Ce n’est qu’en cas de manœuvres frauduleuses ou dolosives de la part du constructeur que le maître d’ouvrage peut engager la responsabilité contractuelle du constructeur après réception des ouvrages sans réserve.

En revanche, même après réception des ouvrages sans réserve, le maître d’ouvrage peut rechercher la responsabilité du constructeur sur le fondement de la garantie décennale.
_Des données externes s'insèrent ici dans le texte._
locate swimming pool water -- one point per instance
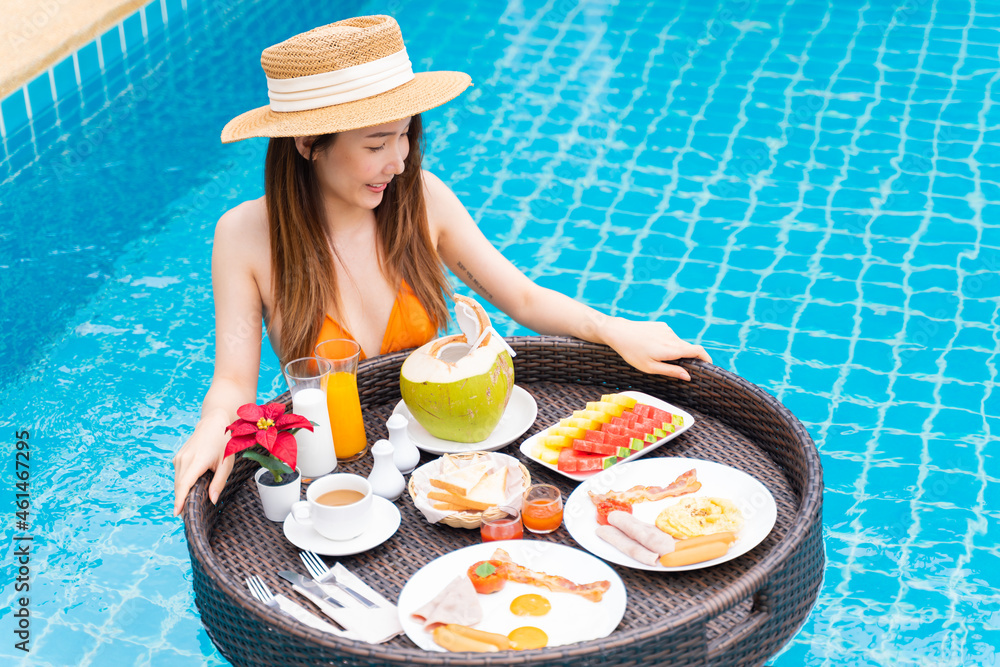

Dans ce cas, il lui appartient de démontrer que son préjudice trouve directement sa cause dans des désordres qui affectent l’ouvrage objet du marché public de travaux.

C’est ce qu’a rappelé la cour administrative d’appel de Bordeaux dans son arrêt du 3 décembre 2019.

Dans cette affaire, une commune avait fait réaliser, dans le cadre d'un marché public de travaux, des aménagements consistant à démolir deux maisons anciennes et à créer, sur l'espace ainsi libéré, une fontaine dite " sèche " avec une animation de jets d'eau, devant une jardinière adossée à une partie d’une maison de propriétaires privés.

En première instance, les propriétaires de cette maison privée avaient obtenu notamment la condamnation de la commune à les indemniser de leurs préjudices tirés de l’apparition de moisissures et d’odeurs d'humidité persistantes dans la cave de leur maison.

La commune avait appelé en garantie certains des constructeurs de l’ouvrage sur le fondement de la garantie décennale mais le tribunal administratif avait rejeté l’appel en garantie de la commune au motif que les ouvrages n’étaient, eux‑mêmes, affectés d’aucun désordre.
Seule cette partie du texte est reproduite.